Since the bygone days of Matt Cosper and his fellow guerillas of The Farm (2001-04), I don't remember a new group that has burst on the scene with such youth and self-assurance as the fledgling Yellow Bird Theatre Company. They hatched in the lobby of Theatre Charlotte last weekend with a two-performance run of Play on Words, a new play by Aubrey Nolan.

Nolan's drama, built on precisely observed vignettes at an arts-oriented high school, chronicles Colin McBride's obsessive crush on ultracool bisexual heartbreaker Nick Emerson. Just over 60 minutes from the first bell to college and the brink of marriage.

Characterization in Nolan's script, occasionally thin, wasn't quite as sharp as her ear for dialogue and her storytelling instincts.

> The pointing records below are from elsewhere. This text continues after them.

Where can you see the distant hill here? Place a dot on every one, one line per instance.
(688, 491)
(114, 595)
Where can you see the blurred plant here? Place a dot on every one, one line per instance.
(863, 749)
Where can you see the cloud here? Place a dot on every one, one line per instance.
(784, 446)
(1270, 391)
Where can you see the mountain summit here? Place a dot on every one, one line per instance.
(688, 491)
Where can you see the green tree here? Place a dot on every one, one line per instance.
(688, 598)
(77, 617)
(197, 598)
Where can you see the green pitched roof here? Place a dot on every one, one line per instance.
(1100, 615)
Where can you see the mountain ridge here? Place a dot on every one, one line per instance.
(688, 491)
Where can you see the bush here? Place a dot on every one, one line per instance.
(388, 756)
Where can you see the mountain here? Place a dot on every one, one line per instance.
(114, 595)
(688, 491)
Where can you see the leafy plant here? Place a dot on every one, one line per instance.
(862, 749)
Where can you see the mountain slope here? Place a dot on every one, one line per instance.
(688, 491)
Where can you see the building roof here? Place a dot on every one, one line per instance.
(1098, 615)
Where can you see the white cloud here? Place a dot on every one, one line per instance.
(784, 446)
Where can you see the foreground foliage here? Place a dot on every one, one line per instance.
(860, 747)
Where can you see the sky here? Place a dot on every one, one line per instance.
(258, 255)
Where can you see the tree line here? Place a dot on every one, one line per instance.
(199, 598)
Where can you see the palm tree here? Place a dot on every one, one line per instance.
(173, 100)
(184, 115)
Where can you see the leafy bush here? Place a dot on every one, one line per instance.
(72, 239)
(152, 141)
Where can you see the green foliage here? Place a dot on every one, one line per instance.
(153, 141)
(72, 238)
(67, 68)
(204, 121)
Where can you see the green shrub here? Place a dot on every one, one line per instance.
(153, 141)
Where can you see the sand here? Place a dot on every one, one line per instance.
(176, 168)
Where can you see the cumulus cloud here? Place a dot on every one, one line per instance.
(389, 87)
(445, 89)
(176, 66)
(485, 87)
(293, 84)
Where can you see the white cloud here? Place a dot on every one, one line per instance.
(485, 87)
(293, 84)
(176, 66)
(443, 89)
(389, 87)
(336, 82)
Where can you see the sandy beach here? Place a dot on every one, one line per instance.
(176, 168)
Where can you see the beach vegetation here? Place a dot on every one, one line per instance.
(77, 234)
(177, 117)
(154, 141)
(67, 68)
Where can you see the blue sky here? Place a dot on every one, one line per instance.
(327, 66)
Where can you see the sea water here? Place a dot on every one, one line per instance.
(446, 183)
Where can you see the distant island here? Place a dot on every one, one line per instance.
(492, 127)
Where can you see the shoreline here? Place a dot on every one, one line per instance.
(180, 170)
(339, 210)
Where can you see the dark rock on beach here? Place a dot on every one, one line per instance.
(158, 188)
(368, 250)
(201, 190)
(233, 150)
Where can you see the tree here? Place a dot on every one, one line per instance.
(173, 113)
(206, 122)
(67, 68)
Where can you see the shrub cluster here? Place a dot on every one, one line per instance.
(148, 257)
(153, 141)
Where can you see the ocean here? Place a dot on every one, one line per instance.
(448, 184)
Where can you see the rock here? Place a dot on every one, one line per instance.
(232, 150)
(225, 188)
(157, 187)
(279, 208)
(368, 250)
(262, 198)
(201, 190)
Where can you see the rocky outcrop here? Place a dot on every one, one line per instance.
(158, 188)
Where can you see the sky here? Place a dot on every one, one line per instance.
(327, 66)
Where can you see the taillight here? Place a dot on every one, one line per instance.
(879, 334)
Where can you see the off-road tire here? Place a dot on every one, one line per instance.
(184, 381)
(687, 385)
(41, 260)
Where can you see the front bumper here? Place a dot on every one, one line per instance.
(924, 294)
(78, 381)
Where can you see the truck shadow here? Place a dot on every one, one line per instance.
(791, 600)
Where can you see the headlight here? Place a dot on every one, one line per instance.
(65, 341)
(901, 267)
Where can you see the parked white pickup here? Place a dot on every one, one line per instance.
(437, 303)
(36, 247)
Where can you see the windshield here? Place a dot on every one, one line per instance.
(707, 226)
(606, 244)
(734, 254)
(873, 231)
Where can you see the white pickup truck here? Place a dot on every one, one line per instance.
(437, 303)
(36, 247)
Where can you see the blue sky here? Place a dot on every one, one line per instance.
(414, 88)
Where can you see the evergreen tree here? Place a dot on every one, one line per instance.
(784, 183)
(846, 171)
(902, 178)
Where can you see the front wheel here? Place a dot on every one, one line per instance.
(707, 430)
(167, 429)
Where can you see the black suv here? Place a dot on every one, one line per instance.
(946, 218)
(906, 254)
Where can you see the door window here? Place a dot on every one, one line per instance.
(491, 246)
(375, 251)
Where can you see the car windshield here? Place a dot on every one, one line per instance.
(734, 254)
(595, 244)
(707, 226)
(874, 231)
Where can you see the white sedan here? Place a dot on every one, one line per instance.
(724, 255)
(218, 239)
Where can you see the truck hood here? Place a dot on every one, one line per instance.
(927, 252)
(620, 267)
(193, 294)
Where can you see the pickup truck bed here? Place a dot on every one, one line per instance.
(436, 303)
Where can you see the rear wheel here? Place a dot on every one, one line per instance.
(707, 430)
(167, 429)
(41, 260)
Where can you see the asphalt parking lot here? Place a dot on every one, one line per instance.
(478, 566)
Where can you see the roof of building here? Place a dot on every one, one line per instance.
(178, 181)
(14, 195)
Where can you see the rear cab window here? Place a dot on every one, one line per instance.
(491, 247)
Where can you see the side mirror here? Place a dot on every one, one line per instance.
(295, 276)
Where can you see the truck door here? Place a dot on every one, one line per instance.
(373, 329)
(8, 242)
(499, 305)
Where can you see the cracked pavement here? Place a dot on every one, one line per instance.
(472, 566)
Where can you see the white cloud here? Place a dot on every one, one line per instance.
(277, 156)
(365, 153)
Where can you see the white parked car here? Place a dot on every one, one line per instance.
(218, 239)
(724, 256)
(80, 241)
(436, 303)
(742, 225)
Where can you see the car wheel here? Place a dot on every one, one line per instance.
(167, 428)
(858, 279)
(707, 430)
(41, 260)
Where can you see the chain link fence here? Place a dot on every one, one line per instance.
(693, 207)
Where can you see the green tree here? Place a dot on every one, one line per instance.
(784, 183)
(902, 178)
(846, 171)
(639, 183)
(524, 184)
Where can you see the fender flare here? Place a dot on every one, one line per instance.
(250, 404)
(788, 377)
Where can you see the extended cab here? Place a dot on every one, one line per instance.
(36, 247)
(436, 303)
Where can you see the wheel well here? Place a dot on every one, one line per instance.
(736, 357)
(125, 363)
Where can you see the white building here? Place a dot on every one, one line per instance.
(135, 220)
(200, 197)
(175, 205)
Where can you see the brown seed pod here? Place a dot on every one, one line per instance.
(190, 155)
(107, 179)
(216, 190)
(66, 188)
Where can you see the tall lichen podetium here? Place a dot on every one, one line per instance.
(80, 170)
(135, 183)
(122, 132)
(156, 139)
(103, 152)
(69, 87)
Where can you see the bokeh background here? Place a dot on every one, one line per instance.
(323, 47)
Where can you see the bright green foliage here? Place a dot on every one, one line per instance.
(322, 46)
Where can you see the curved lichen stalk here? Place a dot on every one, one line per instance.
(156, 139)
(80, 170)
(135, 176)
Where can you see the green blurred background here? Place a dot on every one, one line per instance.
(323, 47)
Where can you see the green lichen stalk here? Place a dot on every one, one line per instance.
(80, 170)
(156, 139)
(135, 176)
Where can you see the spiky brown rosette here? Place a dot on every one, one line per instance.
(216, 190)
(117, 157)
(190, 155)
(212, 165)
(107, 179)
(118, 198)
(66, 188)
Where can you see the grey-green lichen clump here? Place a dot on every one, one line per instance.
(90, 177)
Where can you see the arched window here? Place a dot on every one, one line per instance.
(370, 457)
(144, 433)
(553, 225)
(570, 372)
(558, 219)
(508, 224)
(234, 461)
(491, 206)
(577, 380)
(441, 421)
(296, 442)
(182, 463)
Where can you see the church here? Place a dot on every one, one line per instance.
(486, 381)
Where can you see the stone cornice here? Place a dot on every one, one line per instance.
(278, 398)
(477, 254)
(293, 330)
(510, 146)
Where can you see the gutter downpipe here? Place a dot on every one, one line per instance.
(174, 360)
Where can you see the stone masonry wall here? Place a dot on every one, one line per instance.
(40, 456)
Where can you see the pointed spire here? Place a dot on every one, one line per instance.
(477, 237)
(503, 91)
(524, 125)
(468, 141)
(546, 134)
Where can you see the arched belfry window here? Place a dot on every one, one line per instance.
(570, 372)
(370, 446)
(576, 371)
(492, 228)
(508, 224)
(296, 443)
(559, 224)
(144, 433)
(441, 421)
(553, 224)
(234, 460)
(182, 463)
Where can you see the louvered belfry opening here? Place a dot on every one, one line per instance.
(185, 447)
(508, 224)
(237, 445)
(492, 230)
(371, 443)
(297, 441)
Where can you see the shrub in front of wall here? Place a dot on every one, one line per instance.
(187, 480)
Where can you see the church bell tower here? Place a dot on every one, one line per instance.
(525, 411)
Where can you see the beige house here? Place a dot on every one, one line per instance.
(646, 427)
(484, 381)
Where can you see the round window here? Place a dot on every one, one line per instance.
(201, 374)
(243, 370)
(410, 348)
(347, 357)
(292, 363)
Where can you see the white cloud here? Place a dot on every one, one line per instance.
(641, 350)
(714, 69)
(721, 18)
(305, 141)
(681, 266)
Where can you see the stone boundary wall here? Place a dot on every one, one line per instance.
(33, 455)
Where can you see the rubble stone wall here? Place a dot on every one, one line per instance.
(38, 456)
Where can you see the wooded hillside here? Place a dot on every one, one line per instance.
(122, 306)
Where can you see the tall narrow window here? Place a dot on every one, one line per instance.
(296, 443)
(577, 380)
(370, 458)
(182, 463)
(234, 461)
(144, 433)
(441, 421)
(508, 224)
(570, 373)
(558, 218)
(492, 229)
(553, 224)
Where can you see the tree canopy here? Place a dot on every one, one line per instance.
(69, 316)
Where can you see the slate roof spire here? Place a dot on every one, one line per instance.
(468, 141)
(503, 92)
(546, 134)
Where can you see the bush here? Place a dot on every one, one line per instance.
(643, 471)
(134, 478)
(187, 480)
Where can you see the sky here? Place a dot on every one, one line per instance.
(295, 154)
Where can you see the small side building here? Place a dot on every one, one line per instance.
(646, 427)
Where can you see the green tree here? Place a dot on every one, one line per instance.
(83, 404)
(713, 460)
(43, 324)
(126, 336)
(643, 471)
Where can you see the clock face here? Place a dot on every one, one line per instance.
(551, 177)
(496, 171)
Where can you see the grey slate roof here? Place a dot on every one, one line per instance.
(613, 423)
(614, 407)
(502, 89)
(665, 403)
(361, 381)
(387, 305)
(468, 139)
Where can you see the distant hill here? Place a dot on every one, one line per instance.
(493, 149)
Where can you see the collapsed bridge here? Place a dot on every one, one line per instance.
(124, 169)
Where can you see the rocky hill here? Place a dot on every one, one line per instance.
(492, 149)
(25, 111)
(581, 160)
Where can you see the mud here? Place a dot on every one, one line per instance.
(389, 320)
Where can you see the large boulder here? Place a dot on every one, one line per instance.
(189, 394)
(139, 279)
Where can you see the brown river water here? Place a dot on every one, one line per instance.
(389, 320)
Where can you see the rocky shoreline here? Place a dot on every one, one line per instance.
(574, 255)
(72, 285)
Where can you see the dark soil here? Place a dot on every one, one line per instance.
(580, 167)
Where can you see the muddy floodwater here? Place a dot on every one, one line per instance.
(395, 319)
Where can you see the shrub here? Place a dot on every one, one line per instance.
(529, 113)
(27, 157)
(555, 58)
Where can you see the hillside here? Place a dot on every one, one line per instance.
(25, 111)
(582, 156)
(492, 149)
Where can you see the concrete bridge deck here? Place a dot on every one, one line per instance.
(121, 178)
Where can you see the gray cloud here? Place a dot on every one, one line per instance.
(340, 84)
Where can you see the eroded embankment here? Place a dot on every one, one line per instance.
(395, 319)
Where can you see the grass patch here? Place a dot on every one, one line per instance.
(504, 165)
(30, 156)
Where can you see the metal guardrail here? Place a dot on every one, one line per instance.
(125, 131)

Yellow Bird's artistic director, Benjamin Brian McCarthy, kept it real -- impressing upon his cast that we needed to see high school even when the students were tootling in and out of their classroom.

Aside from longtime acting guru Dee Abdullah as Colin's mom, the lobby at the Queens Road barn was teeming with fresh meat. Brandon Curry gave his confessions a girlish touch when he edged the narrative along, a nice contrast to his more controlled demeanor when powwowing with mom or wooing Nick -- never so limp that we couldn't believe him scolding Nick for his various screw-ups and infidelities.

Jessica Lit kept Colin's best friend/Jiminy Cricket believable, and Wes Turner was tough-love credible as the drama teacher. But of course, Daniel Pietruszka plucked the true plum role as Nick ñ cool, manipulative, and stoned in the glow of Colin's idolatry, shrill and manic when things fell apart. The manic was a tad shaky, but the cool was dead-on.